By the end of the century, the old town’s gay club scene was largely the thing that had kept the lights on, and the music playing, through so many of the city’s darkest and most deathly quiet days and nights. The seaside resort that was “uniquely Jersey, centrally located, and had a community that was going to work with us” had struggled through decades of decline by the 1990s - but it also had a long history of gay-owned taverns, hotels and restaurants, even as the downtown business base dwindled, and the waterfront stagnated within a tangle of bankruptcies and litigation. Looking back on the festival’s origins, it wasn’t difficult for Pople and her fellow organizers to envision Asbury Park as the host city for the statewide event. She’s joined by an additional ten “junior leaders” and some 40 to 50 volunteers, with an estimated 25 percent hailing from the Asbury Park area.

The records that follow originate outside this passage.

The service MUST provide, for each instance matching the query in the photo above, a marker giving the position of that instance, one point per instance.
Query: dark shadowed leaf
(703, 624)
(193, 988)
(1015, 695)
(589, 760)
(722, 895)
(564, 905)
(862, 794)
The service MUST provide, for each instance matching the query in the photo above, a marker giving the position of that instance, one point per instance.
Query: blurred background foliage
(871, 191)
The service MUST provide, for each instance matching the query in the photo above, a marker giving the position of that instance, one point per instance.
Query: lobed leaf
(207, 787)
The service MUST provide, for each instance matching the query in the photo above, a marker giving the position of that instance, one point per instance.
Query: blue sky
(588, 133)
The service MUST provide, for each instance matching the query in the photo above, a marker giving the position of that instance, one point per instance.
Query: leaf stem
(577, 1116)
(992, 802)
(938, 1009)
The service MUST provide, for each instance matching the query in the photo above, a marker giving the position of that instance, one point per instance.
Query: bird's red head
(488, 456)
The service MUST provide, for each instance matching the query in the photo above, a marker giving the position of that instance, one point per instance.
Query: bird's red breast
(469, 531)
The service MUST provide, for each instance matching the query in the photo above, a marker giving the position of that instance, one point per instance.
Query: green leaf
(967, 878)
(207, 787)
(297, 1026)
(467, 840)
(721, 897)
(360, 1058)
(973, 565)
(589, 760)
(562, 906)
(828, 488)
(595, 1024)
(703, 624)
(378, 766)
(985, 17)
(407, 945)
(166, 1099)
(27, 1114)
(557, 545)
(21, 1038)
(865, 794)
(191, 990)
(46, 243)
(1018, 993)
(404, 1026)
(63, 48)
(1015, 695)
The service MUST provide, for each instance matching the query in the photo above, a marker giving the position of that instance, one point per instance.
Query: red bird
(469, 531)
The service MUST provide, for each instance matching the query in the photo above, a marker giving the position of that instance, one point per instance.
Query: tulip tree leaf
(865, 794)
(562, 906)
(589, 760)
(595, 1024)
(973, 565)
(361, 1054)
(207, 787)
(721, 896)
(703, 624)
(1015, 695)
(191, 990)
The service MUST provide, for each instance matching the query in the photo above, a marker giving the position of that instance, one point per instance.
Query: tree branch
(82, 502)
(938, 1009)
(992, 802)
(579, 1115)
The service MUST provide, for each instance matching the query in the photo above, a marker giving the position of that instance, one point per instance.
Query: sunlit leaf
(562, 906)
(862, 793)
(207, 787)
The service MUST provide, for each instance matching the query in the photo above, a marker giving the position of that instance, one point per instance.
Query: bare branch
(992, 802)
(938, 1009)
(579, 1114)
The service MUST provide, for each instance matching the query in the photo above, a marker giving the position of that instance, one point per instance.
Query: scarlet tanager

#When is gay pride in asbury park full#
If it’s the first weekend in June - and it most certainly is, ready or not - then it’s time once again for the Jersey Pride Festival, the largest LGBTQ+ community celebration in the Garden State, and an all-welcome Asbury Park tradition that marks its frankly amazing 27 thannual edition this Sunday, June 3.Ĭentered around a vividly vibrant and ever-growing parade - as well as an all-ages festival that brings a celebratory rally, a generations-spanning mix of live music, and a full day of hometown-fair style fun to Bradley Park - the event “allows us to showcase what’s truly special with the New Jersey LGBTQ community,” in the words of Jersey Pride president Laura Pople.Ī co-founder of the nonprofit organization, and one of its longest serving volunteer members, Pople is part of a “core leadership” of twenty principals in the committee that assembles the big event on the threshold of summer, each and every year since 1992.